Mixing skin tone colors can be especially difficult when you are new to figure painting. First thing to point out however is that there really is no such thing as ‘skin color’ as skin is an organic surface and therefore its local color changes throughout as the degree of light on the surface changes. You might have dark, cool colors in one area and light warm colors in another. Continual changes in color temperature are what make painting skin tones so challenging and exciting!

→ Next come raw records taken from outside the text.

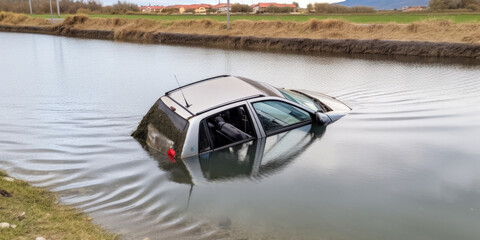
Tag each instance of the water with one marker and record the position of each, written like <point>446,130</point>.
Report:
<point>405,164</point>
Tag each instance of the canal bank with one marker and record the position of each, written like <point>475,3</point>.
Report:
<point>188,33</point>
<point>32,213</point>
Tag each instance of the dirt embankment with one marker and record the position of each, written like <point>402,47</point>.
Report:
<point>431,38</point>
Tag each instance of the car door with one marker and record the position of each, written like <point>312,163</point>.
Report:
<point>274,116</point>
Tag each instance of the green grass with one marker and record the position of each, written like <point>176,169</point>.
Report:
<point>43,218</point>
<point>356,18</point>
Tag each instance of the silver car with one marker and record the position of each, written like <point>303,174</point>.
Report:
<point>224,111</point>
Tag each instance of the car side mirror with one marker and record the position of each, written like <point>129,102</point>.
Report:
<point>322,118</point>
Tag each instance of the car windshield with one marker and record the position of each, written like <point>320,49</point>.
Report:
<point>300,99</point>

A deeper look at painting skin tones
Below we have a diagram highlighting various color temperatures present in the skin tones of the painting, featuring Hans Holbein’s Portrait of Robert Cheseman. The painting is a great example of how to paint skin tones with a classical order of light in its tonal value and color shading. You will see how the temperature varies as the light moves from light to dark. The real warmth in the painting occurs in the light halftone and the skin cools significantly in the dark halftone.
A very similar pattern of color temperature can be seen in many different classical paintings. As they were painted in cool north facing light – typical of Western artists studios. The diagram is not meant as a formula but rather to get a foothold in understanding how colors change. As well as how color temperature works when painting skin tones and flesh.

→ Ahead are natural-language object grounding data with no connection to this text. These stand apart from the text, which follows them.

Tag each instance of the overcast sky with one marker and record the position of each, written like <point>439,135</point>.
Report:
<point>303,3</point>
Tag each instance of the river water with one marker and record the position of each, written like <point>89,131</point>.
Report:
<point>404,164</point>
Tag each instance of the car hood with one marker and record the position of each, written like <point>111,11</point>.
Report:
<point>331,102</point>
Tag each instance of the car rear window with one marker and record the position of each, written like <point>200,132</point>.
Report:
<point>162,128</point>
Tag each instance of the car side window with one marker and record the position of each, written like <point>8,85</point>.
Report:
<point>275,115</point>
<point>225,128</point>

Below is another diagram, very similar to the one above with the Holbein painting. This one uses the portrait by Velazquez ‘Portrait of a Man’. I chose to zoom in on the forehead area so that you could get a good close up view of how the colors and temperatures shift as the light moves across the surface. I personally find it easier to understand how color and temperature works when you view it up close. Again, this is not meant to be used as a formula but rather to bring awareness about how color and temperature changes. Notice how the color and temperature change as you move from the ‘extremely cool specular highlight’ to the ‘warm core shadow’.
What colors to use when painting portraits?
You’re likely to find a few different opinions in terms of which colors to use for figure and portrait painting. And, there are many options! However, there are a few colors that are absolutely necessary to have in order to mix a broad range of skin tones and color temperature. If you are a beginner to portrait painting, I believe it is best to start with as few colors as possible . If you are more experienced, then it might serve you well to continue to expand the colors you use for portrait painting.
Colors for portrait painting
Cadmium orange, titanium white and burnt umber when mixed together. Serve as a great base color for mixing flesh colors and painting skin tones. Start by mixing cadmium orange and white together. Then add burnt umber to it as a way of muting your color. If you need to make a warmer color. Then alizarin crimson and or cadmium red are great colors to add to a mixture. And, if you need to cool down or darken a color then ivory black is a good color to add.